I worked on Buzzdiggr project at Online Modern Solution (OMS) company as a senior software engineer at the R&D team for 1 year starting from.
The aim of the project is to provide a platform for businesses and/or government entities that they can use to monitor social media and the Web for different purposes such as measure user satisfaction, early warning alarms, expand their campaigns in the weak geographical spots. The platform includes many tools to analyse the stream of tweets, posts and news articles from different websites and help making and taking decision about it through a wide spectrum of graphs and statistical tools.
As part of the Research & Development team, I was responsible to transfer and maintain the state-of-the-art science and technologies in the field of Topic detection, Named-entity Recognition, Sentiment analysis, and Arabic Dialects Identifications. I contributed to the project as follows:
I have provide the dataset for building Sentiment Analyzer, Named-Entity Recognizer, and dialect identification through 1) collecting tweets, posts and web articles 2) managing the annotation process and the annotators, 3) controlling quality by assuring that data is covering certain criteria such as particular dialects, balanced in its sentiment, covering particular regions and countries, and finally 4) controlling quality by maintaining a minimum threshold for inter-annotation agreement.

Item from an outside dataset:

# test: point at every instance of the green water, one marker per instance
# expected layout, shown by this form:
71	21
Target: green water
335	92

In addition to providing the data, I have conducting research building both Sentiment Analyzer and Named-Entity Recognizer. For Sentiment analyses, I considered five sentiments, namely positive, strongly positive, negative, strongly negative, and neutral. The research focus was on two folds 1) constructing appropriate feature representations of tweets and posts, and 2) entity linking to identify all tweets, posts, and news articles that belong to the brand we analyse.